NEW YORK (AP) — New York gubernatorial candidate Cynthia Nixon announced a $7.3 billion plan on Wednesday to boost education from preschool through college and pay for it by increasing taxes on wealthy New Yorkers and corporations.

"When I am governor I will fully fund every school in every zip code," said Nixon, who also promised to diversify New York state's teaching work force and end discriminatory disciplining of black and Hispanic youths.

The former "Sex and the City" star is running against incumbent Andrew Cuomo for the Democratic nomination for governor. A Siena poll released Wednesday, exactly three months before New York's primary, shows Cuomo leading Nixon 61 percent to 26 percent among likely Democratic voters.

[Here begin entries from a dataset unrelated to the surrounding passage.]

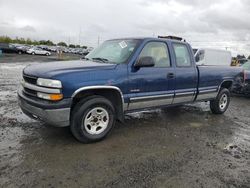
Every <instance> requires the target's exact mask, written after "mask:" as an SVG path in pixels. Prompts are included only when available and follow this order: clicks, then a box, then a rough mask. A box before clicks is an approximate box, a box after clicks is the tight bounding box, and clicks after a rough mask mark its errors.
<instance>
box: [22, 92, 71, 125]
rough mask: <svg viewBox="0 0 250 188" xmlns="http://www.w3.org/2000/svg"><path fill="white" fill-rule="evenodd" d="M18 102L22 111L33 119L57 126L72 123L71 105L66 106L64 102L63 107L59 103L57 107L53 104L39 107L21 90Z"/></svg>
mask: <svg viewBox="0 0 250 188" xmlns="http://www.w3.org/2000/svg"><path fill="white" fill-rule="evenodd" d="M18 103H19V106H20V107H21V109H22V111H23V112H24V113H25V114H26V115H27V116H29V117H31V118H33V119H36V120H40V121H43V122H45V123H47V124H49V125H53V126H56V127H66V126H69V124H70V105H69V107H66V106H65V104H64V105H63V107H62V108H60V107H59V106H58V105H57V106H56V108H55V109H53V108H52V107H53V104H51V105H50V106H49V105H48V106H47V107H48V108H42V107H38V106H37V105H34V104H32V102H31V100H27V98H26V97H25V96H24V95H23V94H22V91H21V90H20V91H19V92H18Z"/></svg>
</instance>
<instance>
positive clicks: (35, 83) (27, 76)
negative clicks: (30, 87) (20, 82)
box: [23, 74, 37, 85]
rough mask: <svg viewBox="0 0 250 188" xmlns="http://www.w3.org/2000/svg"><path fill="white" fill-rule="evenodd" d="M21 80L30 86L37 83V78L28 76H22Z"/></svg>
mask: <svg viewBox="0 0 250 188" xmlns="http://www.w3.org/2000/svg"><path fill="white" fill-rule="evenodd" d="M23 79H24V81H25V82H27V83H30V84H34V85H36V81H37V78H36V77H33V76H28V75H25V74H24V75H23Z"/></svg>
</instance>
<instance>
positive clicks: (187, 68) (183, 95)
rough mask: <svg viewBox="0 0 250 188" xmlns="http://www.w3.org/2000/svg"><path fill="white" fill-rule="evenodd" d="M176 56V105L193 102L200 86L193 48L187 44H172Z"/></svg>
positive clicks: (174, 54)
mask: <svg viewBox="0 0 250 188" xmlns="http://www.w3.org/2000/svg"><path fill="white" fill-rule="evenodd" d="M172 47H173V48H172V49H173V54H174V56H175V65H176V70H175V71H176V72H175V76H176V79H175V97H174V101H173V103H174V104H178V103H185V102H192V101H194V99H195V96H196V92H197V85H198V72H197V69H196V65H195V62H194V58H193V52H192V51H191V47H189V45H188V44H186V43H178V42H174V43H172Z"/></svg>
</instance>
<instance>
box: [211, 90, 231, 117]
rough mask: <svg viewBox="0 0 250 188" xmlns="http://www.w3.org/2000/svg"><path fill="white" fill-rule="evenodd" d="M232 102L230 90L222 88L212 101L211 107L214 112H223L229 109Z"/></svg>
mask: <svg viewBox="0 0 250 188" xmlns="http://www.w3.org/2000/svg"><path fill="white" fill-rule="evenodd" d="M229 103H230V92H229V90H228V89H226V88H223V89H221V90H220V92H219V94H218V95H217V97H216V99H215V100H212V101H210V109H211V111H212V112H213V113H214V114H223V113H224V112H226V111H227V108H228V106H229Z"/></svg>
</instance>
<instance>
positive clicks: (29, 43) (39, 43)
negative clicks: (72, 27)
mask: <svg viewBox="0 0 250 188" xmlns="http://www.w3.org/2000/svg"><path fill="white" fill-rule="evenodd" d="M0 43H16V44H27V45H47V46H56V45H58V46H64V47H70V48H87V46H80V45H75V44H69V45H68V44H67V43H66V42H59V43H54V42H52V41H51V40H39V41H37V40H31V39H30V38H22V37H21V38H19V37H16V38H14V39H13V38H10V37H8V36H0Z"/></svg>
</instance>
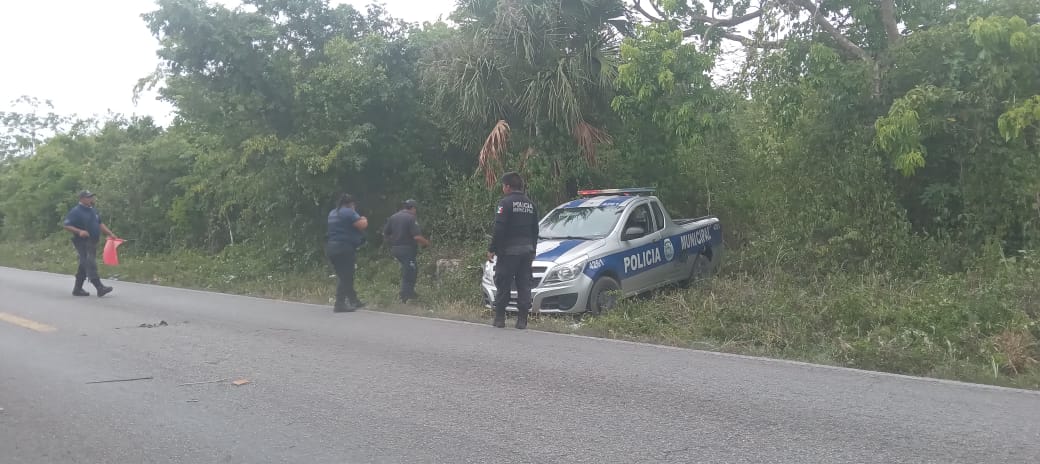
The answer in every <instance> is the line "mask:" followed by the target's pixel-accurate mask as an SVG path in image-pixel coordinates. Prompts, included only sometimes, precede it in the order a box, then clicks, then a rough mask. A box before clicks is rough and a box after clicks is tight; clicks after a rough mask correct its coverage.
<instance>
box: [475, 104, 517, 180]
mask: <svg viewBox="0 0 1040 464" xmlns="http://www.w3.org/2000/svg"><path fill="white" fill-rule="evenodd" d="M509 140H510V125H509V123H506V122H505V120H499V121H498V123H497V124H495V127H494V128H493V129H491V133H490V134H488V138H487V139H486V140H484V147H482V148H480V155H479V157H478V158H477V163H478V165H479V169H480V170H483V171H484V181H485V183H486V184H487V185H488V188H492V187H494V186H495V183H497V182H498V167H499V166H500V165H501V163H502V157H503V156H504V155H505V150H506V147H508V144H509Z"/></svg>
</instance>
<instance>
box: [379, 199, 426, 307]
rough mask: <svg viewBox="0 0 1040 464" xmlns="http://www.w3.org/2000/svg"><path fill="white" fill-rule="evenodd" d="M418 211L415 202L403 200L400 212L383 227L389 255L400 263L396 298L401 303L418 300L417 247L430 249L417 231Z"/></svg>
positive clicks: (418, 274) (398, 211)
mask: <svg viewBox="0 0 1040 464" xmlns="http://www.w3.org/2000/svg"><path fill="white" fill-rule="evenodd" d="M418 209H419V204H418V203H416V201H415V200H405V203H402V204H401V209H400V211H397V212H396V213H394V214H393V215H391V216H390V218H388V220H387V224H386V226H384V227H383V237H384V238H385V239H386V240H387V242H388V243H390V254H392V255H393V257H394V258H396V259H397V262H398V263H400V293H398V298H399V299H400V302H401V303H408V301H409V300H417V299H418V298H419V294H418V293H416V292H415V282H416V280H417V279H418V277H419V267H418V264H417V263H416V257H417V255H418V252H419V247H418V246H420V244H421V246H423V247H430V240H427V239H426V237H423V236H422V231H420V230H419V222H418V220H417V214H418Z"/></svg>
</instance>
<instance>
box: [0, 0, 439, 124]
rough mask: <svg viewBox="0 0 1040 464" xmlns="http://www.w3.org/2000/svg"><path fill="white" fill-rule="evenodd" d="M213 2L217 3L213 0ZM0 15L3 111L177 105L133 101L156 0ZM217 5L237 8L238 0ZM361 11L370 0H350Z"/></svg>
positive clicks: (396, 8)
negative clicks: (17, 100) (41, 102)
mask: <svg viewBox="0 0 1040 464" xmlns="http://www.w3.org/2000/svg"><path fill="white" fill-rule="evenodd" d="M210 1H211V3H212V2H213V1H212V0H210ZM3 3H4V5H3V12H2V14H0V63H3V66H2V68H0V69H2V71H0V111H3V110H8V109H9V102H11V101H12V100H15V99H17V98H19V97H21V96H23V95H28V96H31V97H36V98H38V99H41V100H47V99H50V100H52V101H53V103H54V107H55V112H58V113H62V114H69V113H76V114H78V115H81V117H87V115H92V114H98V115H104V114H105V113H106V112H108V111H109V110H111V111H113V112H120V113H124V114H127V115H129V114H134V113H136V114H151V115H152V117H154V118H155V119H156V120H157V122H158V123H159V124H162V125H165V124H166V123H168V122H170V120H171V119H172V115H171V114H170V111H171V109H172V107H171V106H170V105H167V104H165V103H163V102H158V101H156V100H155V94H149V95H145V96H142V97H141V99H140V100H139V101H138V102H137V105H134V104H133V101H132V97H133V86H134V84H136V83H137V79H139V78H141V77H144V76H146V75H148V74H149V73H151V72H152V71H154V70H155V68H156V66H157V65H158V59H157V58H156V56H155V50H156V49H157V48H158V43H157V42H156V40H155V38H154V37H153V36H152V35H151V33H150V32H149V30H148V28H147V27H146V25H145V20H144V19H141V17H140V15H141V14H145V12H148V11H151V10H154V9H155V8H156V6H155V2H154V0H98V1H87V0H11V1H4V2H3ZM217 3H223V4H225V5H229V6H234V5H237V4H238V3H239V2H238V1H236V0H222V1H218V2H217ZM331 3H333V4H338V3H349V4H353V5H355V6H356V7H358V8H359V9H362V10H363V7H364V5H365V4H367V3H371V2H370V1H367V0H347V1H336V0H333V1H332V2H331ZM381 3H384V4H385V5H386V7H387V9H389V10H390V14H391V15H393V16H394V17H397V18H401V19H405V20H407V21H415V22H421V21H434V20H436V19H437V17H438V16H441V15H443V16H444V17H445V18H446V17H447V15H448V14H449V12H450V11H451V9H452V8H453V6H454V0H384V1H382V2H381Z"/></svg>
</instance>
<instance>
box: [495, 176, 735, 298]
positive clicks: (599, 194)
mask: <svg viewBox="0 0 1040 464" xmlns="http://www.w3.org/2000/svg"><path fill="white" fill-rule="evenodd" d="M653 192H654V190H653V189H652V188H629V189H608V190H581V191H579V195H580V196H581V198H580V199H578V200H574V201H571V202H567V203H564V204H562V205H560V206H557V207H555V208H554V209H553V210H551V211H549V212H548V213H547V214H546V215H545V216H544V217H543V218H542V220H541V222H539V241H538V251H537V253H536V256H535V263H534V273H532V274H534V282H532V283H531V286H532V289H531V298H532V308H531V310H532V311H540V312H555V313H581V312H586V311H589V312H592V313H594V314H600V313H602V312H603V311H606V310H608V309H609V308H610V307H613V306H614V304H615V303H616V302H617V298H618V294H619V292H618V291H615V290H620V295H621V297H630V295H633V294H639V293H643V292H645V291H649V290H653V289H655V288H658V287H661V286H665V285H670V284H676V283H678V284H683V285H687V284H690V283H691V282H693V281H696V280H699V279H702V278H704V277H707V276H708V275H710V274H711V273H712V272H713V270H716V269H718V264H719V261H720V259H721V257H722V226H721V225H720V223H719V218H718V217H714V216H704V217H698V218H693V220H673V218H672V217H671V216H670V215H669V214H668V211H667V210H666V209H665V208H662V207H661V205H660V201H659V200H658V199H657V198H656V197H654V196H652V194H653ZM494 273H495V269H494V262H487V263H485V267H484V278H483V281H482V287H483V289H484V299H485V305H486V306H487V307H489V308H490V307H492V305H493V302H494V301H495V294H496V292H497V291H498V289H497V288H495V283H494ZM506 309H508V310H509V311H516V310H517V307H516V288H515V287H514V288H512V289H511V299H510V304H509V307H508V308H506Z"/></svg>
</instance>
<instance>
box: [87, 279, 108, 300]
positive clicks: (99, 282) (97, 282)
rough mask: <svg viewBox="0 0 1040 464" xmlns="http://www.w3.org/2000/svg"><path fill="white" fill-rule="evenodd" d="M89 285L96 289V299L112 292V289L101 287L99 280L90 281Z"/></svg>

The margin of sampling error is plus or minus 3.6 percentage points.

Nixon's plan would include $4.2 billion more for K-12 education, $700 million for expanded child care subsidies and $600 million to provide free tuition to an additional 170,000 State University of New York and City University of New York students

Nixon said Cuomo's free-tuition program, called Excelsior, is so narrowly defined that only a small percentage of CUNY and SUNY students qualify. "When I am governor we will have a real college for all program," she said.

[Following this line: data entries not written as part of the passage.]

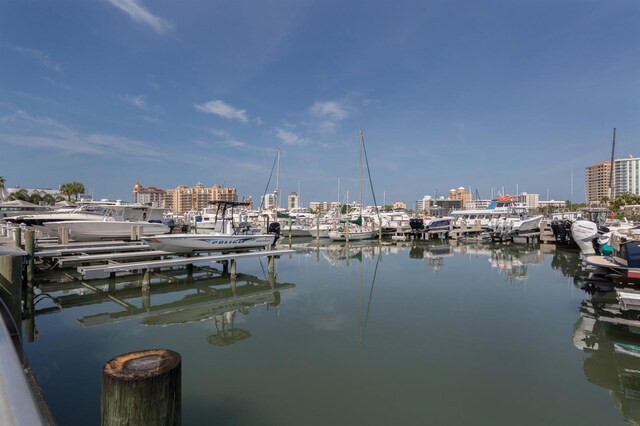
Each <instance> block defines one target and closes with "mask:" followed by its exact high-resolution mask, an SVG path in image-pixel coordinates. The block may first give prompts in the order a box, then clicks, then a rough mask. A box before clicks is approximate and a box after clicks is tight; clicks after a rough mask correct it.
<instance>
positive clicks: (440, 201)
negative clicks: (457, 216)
mask: <svg viewBox="0 0 640 426" xmlns="http://www.w3.org/2000/svg"><path fill="white" fill-rule="evenodd" d="M434 207H438V208H439V209H440V210H444V211H451V210H462V200H453V199H450V198H439V199H437V200H436V201H435V203H434Z"/></svg>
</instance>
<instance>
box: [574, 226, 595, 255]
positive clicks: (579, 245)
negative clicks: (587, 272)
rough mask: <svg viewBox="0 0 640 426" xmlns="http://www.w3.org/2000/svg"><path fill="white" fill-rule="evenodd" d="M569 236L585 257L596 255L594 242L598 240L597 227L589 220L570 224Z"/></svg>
mask: <svg viewBox="0 0 640 426" xmlns="http://www.w3.org/2000/svg"><path fill="white" fill-rule="evenodd" d="M571 236H572V237H573V240H574V241H575V242H576V244H577V245H578V247H580V252H581V253H582V254H585V255H593V254H596V245H595V244H594V241H595V240H597V238H598V225H596V224H595V223H594V222H591V221H590V220H576V221H575V222H573V224H571Z"/></svg>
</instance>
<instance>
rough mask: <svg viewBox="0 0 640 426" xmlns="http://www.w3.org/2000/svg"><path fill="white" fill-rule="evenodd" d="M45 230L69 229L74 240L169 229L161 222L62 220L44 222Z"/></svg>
mask: <svg viewBox="0 0 640 426" xmlns="http://www.w3.org/2000/svg"><path fill="white" fill-rule="evenodd" d="M44 227H45V228H46V229H47V231H48V232H49V233H51V234H53V235H56V234H57V232H58V228H60V227H62V228H67V229H69V238H70V239H72V240H75V241H99V240H120V239H123V240H127V239H129V238H131V235H132V234H133V233H134V232H135V233H136V234H137V235H138V236H139V237H140V236H145V235H158V234H166V233H169V232H170V231H171V229H170V228H169V227H168V226H167V225H164V224H162V223H153V222H127V221H108V220H105V221H90V220H80V221H72V220H69V221H62V222H47V223H45V224H44ZM140 229H141V230H142V235H140Z"/></svg>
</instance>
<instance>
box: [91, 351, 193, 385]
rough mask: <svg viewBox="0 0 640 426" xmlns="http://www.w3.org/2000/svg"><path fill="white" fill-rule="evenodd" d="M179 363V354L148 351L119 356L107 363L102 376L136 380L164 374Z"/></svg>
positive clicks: (179, 357) (124, 354) (131, 353)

Cuomo spokeswoman Dani Lever said in a statement that New York spends more per pupil than any state in the nation — "a record $27 billion per year (a 36 percent increase since 2012)." She said New York is the only state in the country that pays full tuition for students going to two- or four-year schools.

Nixon said schools that serve predominantly black and Hispanic New Yorkers are underfunded and heavily policed compared with schools that serve white students.

"In New York City black and Latin students are 90 percent of all students arrested and 90.5 percent of all students who receive a summons," Nixon said. "Is that right?"

She led supporters gathered at CUNY's Borough of Manhattan Community College in chanting "Schools not jails!"

Nixon also said she supports a plan championed by Democratic New York City Mayor Bill de Blasio to overhaul the admissions process for the city's elite specialized high schools, where fewer than 10 percent of students are black or Hispanic.

Nixon posed for photos with supporters after her speech but did not answer questions from the media.

Then she and campaign staffers walked two blocks to the subway and got on a Brooklyn-bound train. Riders gave no sign of noticing the celebrity in their midst.